By Megan E. Gustafson and Laura Gurfein
COLLEGE PARK – President Obama “fired up” a largely student audience at the University of Maryland Comcast Center Thursday, trying to induce them to support his embattled health care reform plan.
“We need the voices of young people to stand up for this nation,” he said to cheers.
Obama’s health care proposals have been under fire from conservatives, including South Carolina Republican Rep. Joe Wilson, who interrupted the president’s speech before a joint session of Congress to call him a liar. Critics charge that the president’s plans will cover illegal immigrants, fund abortions and put the government into unrecoverable debt.
At UMCP, Obama was drawn back to a core demographic critical to his political success.
Introducing the president was one of the young believers: Rachel Peck, a 20-year-old Maryland junior diagnosed with papillary thyroid cancer during her freshman year.
“I ran for president because of people like Rachel,” Obama said.
Peck, so far, has been fortunate. She was covered by her parents’ insurance when her cancer struck, something she called “such an added bonus” that allowed her to get well and focus on her studies without having to worry about the cost of treatment.

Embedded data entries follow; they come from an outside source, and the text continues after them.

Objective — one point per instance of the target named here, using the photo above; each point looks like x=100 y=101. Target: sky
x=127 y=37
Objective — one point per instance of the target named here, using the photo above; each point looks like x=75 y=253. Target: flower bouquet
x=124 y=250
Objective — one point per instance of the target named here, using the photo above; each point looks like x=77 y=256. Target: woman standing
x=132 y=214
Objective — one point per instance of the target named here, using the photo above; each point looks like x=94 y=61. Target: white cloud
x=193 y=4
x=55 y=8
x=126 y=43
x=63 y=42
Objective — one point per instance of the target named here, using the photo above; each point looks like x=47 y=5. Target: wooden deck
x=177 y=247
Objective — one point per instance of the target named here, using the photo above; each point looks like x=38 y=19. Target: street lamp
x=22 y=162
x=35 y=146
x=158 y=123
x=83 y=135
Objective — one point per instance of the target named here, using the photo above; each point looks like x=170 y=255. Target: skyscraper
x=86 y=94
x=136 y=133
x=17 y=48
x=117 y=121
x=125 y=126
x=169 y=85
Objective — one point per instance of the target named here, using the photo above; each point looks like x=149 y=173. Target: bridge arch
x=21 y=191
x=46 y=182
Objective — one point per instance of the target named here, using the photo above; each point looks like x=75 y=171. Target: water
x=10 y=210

But she said she worries about the day that she’ll have to get own insurance.
“What happens if my cancer returns and I can’t pay for my radiation?” she asked the audience, and later urged them to “address health care reform now.”

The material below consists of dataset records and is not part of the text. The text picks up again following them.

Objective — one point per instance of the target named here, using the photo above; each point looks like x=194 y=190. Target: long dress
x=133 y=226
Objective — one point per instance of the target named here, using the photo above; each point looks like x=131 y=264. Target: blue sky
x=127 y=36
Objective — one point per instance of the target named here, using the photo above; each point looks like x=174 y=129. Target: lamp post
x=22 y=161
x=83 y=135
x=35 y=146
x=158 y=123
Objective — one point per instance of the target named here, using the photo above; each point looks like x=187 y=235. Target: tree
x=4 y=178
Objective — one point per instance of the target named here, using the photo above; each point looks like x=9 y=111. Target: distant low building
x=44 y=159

“Young people, it’s about what kind of country you want to be,” the president said, adding that change will come if students get behind his plan.
Obama then outlined his health care reform plan, tailoring his message to the needs and concerns of a younger audience. Many young adults, even those with insurance, struggle to pay their medical bills, he said, leaving them one accident or illness away from bankruptcy.
The president said for those who have health insurance, his plan will ensure more security because it will make it illegal for insurance companies to deny coverage for a pre-existing condition or to cap lifetime benefits.
Obama spoke directly to college students’ concerns, saying his plan would allow them to stay on their parents’ insurance until age 26.
That prompted an audience member to shout, “Thank you,” amid applause.
The president also talked about the importance of providing coverage to uninsured Americans, including a “public option” designed to provide a low-cost alternative to bring more choices to more people.
Obama said a public option does not mean a government takeover of the health care system, drawing a parallel to the marketplace of higher education: Both public and private universities are available to students, he said.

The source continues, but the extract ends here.